Wiktionary lists serendipity’s antonyms as “Murphy’s law” and “perfect storm.”
It’s the birthday of Sue Hubbell (books by this author), born in Kalamazoo, Michigan (1935). She said: “No one expected much from little girls growing up in the 1930s in Kalamazoo, Michigan. Mine was a family of high-aspirers, but they gave up on me […] I was left pretty much alone. I look at today’s youngsters with their enrichment programs, after-school lessons and activities, busily building résumés so that they can get into Harvard and realize I was given a wonderful gift — a happy childhood of my own making. I climbed trees and sat in the tops of them for long, long periods of time. I made exquisite little villages under an old pinoak tree by the edge of a lake. I read a lot in a random sort of way. I wondered a lot because the things I was most interested in seldom were on teachers’ agenda. And so I asked a lot of questions. Asking questions wasn’t a good preparation for any respectable career.”

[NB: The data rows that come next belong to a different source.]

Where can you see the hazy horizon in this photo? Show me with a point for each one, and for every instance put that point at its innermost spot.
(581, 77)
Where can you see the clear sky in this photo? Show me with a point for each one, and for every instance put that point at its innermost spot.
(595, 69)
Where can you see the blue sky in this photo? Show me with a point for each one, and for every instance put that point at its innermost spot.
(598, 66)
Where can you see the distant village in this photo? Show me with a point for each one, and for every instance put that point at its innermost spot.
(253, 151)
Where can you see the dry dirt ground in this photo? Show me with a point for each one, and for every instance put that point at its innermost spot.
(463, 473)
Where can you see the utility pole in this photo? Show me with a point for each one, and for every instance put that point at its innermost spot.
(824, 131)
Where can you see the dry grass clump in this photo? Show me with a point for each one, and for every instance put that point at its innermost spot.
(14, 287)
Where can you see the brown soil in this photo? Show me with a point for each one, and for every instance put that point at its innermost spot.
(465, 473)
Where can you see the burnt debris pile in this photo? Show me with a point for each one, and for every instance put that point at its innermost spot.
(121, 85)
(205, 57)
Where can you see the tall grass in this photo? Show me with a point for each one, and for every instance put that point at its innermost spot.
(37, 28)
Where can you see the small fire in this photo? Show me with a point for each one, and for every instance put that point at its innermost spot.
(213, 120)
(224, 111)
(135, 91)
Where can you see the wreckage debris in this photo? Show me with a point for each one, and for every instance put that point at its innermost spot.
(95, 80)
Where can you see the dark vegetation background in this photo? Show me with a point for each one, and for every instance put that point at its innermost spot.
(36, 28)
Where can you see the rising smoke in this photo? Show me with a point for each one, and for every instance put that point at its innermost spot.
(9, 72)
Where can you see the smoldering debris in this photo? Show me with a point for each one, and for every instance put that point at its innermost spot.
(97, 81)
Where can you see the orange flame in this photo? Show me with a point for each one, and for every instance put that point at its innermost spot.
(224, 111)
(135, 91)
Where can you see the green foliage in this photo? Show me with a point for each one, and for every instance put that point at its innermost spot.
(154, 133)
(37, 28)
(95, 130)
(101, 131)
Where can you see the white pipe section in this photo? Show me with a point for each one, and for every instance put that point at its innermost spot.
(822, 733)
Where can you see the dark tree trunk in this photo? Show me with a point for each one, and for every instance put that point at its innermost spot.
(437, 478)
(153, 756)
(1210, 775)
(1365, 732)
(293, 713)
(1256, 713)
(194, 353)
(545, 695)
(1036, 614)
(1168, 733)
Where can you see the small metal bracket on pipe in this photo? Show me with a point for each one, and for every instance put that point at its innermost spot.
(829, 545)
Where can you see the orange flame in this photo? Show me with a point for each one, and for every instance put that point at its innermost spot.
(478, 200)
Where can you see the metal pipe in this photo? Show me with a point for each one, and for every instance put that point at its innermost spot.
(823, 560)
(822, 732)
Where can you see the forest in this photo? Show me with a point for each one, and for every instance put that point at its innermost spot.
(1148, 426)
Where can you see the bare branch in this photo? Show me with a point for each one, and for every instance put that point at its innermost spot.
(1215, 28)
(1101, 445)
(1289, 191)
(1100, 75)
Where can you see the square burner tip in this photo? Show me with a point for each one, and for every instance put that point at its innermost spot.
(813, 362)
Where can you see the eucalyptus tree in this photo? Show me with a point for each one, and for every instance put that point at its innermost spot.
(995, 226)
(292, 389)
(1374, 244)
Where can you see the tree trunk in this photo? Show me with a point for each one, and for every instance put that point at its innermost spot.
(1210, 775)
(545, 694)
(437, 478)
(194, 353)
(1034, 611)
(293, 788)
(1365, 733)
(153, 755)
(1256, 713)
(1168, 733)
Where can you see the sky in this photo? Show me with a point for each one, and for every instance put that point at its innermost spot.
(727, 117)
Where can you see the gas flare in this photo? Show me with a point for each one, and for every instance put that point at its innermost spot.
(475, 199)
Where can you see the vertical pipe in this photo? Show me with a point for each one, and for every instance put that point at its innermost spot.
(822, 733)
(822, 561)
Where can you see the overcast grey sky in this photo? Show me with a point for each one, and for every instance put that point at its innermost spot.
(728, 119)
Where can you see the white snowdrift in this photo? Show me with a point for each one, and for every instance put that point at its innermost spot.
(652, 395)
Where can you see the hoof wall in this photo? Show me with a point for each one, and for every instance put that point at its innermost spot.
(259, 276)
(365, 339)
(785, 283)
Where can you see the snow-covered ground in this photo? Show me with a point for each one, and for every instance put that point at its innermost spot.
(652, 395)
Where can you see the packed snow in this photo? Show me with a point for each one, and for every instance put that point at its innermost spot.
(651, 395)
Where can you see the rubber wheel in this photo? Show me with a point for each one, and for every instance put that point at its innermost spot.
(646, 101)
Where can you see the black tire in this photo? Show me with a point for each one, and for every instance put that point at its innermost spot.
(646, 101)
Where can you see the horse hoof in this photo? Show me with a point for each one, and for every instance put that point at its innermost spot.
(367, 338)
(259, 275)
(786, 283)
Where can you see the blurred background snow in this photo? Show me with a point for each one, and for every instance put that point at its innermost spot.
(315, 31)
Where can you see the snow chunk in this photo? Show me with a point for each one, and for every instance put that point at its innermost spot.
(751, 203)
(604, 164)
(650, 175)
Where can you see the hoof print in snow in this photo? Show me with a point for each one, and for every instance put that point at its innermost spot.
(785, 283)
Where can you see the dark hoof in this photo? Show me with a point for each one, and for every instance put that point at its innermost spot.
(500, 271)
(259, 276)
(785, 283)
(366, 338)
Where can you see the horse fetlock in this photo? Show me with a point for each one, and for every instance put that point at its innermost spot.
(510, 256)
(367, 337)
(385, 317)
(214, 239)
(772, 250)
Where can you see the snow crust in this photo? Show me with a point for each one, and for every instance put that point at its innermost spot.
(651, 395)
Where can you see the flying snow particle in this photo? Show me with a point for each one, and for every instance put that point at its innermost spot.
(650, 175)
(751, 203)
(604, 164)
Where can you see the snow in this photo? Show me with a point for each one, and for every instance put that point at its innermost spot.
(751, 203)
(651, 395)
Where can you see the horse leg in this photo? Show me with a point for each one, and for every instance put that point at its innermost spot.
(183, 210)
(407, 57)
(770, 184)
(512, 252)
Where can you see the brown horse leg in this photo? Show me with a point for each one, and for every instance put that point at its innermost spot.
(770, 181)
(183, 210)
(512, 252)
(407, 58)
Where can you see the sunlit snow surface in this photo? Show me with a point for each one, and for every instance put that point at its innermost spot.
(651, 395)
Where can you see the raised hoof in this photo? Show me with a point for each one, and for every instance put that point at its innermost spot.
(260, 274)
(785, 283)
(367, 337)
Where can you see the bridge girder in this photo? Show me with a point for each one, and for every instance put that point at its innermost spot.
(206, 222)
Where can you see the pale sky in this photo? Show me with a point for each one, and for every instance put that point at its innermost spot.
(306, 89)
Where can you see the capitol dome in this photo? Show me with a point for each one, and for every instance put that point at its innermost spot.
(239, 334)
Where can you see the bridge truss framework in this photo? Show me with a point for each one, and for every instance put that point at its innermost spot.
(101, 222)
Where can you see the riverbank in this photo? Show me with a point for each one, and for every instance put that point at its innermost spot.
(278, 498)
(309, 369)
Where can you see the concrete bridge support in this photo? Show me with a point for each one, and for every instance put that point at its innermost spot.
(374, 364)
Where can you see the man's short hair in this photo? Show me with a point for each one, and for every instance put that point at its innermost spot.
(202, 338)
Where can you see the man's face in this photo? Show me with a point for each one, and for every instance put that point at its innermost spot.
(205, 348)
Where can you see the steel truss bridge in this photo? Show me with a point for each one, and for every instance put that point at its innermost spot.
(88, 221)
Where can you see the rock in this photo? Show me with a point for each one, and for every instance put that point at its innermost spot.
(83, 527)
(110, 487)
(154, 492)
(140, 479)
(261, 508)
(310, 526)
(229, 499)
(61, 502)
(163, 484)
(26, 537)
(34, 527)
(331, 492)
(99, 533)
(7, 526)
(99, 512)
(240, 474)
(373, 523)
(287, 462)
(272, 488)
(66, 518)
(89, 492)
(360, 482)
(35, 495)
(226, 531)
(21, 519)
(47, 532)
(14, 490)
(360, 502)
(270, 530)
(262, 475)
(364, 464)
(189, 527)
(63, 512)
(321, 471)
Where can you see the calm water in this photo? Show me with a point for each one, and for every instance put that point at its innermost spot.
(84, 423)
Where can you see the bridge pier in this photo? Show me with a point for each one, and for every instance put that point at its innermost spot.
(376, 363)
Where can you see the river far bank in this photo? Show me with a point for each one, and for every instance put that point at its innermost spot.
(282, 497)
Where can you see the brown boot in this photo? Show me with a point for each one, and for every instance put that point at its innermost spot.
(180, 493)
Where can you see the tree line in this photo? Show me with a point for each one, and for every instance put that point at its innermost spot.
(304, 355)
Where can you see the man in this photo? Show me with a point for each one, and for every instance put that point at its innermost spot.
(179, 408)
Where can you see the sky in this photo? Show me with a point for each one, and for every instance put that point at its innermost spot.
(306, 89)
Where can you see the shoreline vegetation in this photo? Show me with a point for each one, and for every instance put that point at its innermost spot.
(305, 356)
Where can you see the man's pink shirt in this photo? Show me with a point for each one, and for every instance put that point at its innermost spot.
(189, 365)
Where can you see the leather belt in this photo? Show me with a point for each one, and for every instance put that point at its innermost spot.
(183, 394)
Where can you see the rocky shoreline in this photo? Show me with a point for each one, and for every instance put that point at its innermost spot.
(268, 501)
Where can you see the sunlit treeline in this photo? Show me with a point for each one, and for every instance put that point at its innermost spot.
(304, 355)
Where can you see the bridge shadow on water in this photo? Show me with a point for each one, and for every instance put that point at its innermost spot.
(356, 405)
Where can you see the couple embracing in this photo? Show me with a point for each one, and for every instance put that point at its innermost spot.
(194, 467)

She became a journalist, a bookstore manager, and a librarian at Brown University, where her husband, Paul, taught. But they weren’t satisfied with their lives, and they quit their jobs and bought 99 acres in the Ozarks in southern Missouri and took up beekeeping. After 30 years of marriage, the couple divorced, and she found herself alone, middle-aged, living on a big farm, producing honey. And she started to write down her own story. She said: “I was writing for myself, and what I put on paper over the next couple of years was unlike anything I had written before. I traced the natural history of my hilltop from one springtime to the next, discovering by the second spring that I was in a new place and understanding the value of where I was. That book was A Country Year: Living the Questions (1986). Her other books include A Book of Bees (1998), Waiting for Aphrodite (1999), and From Here to There and Back Again (2004).
Hubbell passed away in Bar Habor, Maine, in October 2018 at the age of 83.